The results show, as you'd expect, that data structure choice can have a significant effect on application performance. Whilst the UnsortedList works well in the case that there are many alterations, the LinkedList when used via an iterator and the ArrayList when no alterations are made, the PatchWorkArray offers all-round good performance across all cases tested. Due to the relatively large size of the lists compared to the number of operations, the difference between the PatchWorkArray and AutoFixingPatchWorkArray is negligible.
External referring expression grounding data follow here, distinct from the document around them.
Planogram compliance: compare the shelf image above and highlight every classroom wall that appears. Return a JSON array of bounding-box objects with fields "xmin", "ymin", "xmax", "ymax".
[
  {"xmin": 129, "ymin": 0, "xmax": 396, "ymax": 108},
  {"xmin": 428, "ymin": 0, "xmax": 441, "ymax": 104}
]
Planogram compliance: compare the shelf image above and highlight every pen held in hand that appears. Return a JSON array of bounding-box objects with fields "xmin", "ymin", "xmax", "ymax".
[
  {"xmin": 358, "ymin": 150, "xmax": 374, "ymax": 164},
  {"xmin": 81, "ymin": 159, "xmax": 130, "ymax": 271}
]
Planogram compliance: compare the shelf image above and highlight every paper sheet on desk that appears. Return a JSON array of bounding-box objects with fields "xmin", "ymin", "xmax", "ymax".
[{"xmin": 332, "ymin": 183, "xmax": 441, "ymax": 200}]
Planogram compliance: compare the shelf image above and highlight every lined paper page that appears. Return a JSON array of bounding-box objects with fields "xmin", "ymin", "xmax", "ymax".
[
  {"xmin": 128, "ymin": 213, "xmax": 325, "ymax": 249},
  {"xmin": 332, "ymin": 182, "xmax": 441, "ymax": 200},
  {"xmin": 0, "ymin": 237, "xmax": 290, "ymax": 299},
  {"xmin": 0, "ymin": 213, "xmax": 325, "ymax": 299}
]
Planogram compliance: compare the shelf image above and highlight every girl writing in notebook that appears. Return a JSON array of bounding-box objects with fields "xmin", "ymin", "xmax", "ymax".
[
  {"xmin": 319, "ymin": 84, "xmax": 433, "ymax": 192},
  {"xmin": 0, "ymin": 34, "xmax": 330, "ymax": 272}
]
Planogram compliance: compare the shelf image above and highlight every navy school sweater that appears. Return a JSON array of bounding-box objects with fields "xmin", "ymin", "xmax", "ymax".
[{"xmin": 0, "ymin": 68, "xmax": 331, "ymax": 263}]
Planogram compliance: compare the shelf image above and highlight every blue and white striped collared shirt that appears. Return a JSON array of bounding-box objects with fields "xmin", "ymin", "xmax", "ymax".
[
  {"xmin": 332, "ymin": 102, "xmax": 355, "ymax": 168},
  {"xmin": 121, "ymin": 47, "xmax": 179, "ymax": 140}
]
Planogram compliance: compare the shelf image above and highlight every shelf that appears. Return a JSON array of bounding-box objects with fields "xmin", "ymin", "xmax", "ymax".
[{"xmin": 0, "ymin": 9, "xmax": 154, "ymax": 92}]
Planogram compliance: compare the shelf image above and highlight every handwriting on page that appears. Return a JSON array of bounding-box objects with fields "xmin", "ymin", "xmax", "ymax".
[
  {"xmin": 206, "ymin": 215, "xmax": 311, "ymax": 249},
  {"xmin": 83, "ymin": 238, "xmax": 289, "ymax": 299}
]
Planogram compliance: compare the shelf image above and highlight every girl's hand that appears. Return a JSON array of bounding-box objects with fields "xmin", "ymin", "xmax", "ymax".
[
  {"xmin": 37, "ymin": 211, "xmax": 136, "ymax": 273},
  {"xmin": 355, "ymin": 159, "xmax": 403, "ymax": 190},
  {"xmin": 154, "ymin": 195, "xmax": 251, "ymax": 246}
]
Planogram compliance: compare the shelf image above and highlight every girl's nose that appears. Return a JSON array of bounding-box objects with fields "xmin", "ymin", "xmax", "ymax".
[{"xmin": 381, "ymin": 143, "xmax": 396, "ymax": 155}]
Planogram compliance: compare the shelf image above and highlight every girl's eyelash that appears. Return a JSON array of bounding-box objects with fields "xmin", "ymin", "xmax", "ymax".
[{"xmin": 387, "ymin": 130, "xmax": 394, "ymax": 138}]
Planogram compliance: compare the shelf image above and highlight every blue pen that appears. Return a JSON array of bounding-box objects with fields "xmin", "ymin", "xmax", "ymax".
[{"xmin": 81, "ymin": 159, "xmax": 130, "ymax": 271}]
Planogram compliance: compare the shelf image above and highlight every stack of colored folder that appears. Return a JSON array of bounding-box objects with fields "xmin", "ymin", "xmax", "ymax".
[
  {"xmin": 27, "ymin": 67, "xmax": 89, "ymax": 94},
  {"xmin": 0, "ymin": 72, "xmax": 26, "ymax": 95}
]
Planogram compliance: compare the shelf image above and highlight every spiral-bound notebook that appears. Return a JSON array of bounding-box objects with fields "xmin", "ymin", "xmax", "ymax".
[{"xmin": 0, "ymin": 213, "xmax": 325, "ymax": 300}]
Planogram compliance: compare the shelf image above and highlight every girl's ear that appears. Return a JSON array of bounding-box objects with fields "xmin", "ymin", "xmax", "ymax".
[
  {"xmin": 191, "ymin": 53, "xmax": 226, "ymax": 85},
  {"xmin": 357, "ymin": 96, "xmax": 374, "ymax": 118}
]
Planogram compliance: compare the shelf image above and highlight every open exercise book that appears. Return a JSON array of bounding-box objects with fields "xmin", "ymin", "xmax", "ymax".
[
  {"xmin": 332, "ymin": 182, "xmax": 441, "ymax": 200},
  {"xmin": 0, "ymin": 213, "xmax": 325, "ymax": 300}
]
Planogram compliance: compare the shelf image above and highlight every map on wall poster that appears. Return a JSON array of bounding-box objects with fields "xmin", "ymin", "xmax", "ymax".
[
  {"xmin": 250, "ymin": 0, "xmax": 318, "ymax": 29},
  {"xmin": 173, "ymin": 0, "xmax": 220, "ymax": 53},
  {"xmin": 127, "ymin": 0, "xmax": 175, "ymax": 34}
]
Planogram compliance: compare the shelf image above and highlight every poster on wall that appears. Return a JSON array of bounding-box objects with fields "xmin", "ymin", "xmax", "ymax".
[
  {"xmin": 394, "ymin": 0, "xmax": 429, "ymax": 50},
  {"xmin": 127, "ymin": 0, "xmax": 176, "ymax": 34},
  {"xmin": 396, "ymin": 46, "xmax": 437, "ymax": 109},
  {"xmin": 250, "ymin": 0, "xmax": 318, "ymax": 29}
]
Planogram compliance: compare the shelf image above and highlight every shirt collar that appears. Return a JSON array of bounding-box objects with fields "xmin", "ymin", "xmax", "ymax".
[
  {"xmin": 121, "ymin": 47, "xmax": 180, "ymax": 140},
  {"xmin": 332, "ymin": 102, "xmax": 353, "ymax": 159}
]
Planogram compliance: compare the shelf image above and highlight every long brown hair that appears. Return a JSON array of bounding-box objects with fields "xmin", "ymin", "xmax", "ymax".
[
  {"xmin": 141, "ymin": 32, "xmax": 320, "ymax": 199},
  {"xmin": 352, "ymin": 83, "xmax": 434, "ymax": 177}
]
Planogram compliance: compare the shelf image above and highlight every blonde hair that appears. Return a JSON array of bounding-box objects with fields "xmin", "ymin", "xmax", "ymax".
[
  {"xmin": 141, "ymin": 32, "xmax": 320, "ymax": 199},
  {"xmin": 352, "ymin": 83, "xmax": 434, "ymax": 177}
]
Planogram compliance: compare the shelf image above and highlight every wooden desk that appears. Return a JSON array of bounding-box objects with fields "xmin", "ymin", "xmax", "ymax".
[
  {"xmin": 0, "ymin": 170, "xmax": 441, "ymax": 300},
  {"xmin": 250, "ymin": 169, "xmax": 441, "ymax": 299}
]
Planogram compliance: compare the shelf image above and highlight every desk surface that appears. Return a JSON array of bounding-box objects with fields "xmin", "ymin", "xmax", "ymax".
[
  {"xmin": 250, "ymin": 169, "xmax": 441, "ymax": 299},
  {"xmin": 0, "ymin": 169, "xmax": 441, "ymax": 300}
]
When I tested it over more operations the latter performed better; however, it really depends on how the list is to be used as to which is the most efficient, as there is a trade off between the time it takes to fix the list and the time saved per individual operation when their are fewer alterations to the backing list.
As I mentioned in the previous post, it's likely that with further development the performance of the PatchWorkArray could be improved, even so however, it demonstrates that the effect of lazily performing alterations to a backing list is potentially a useful tool in providing fast data access and manipulation.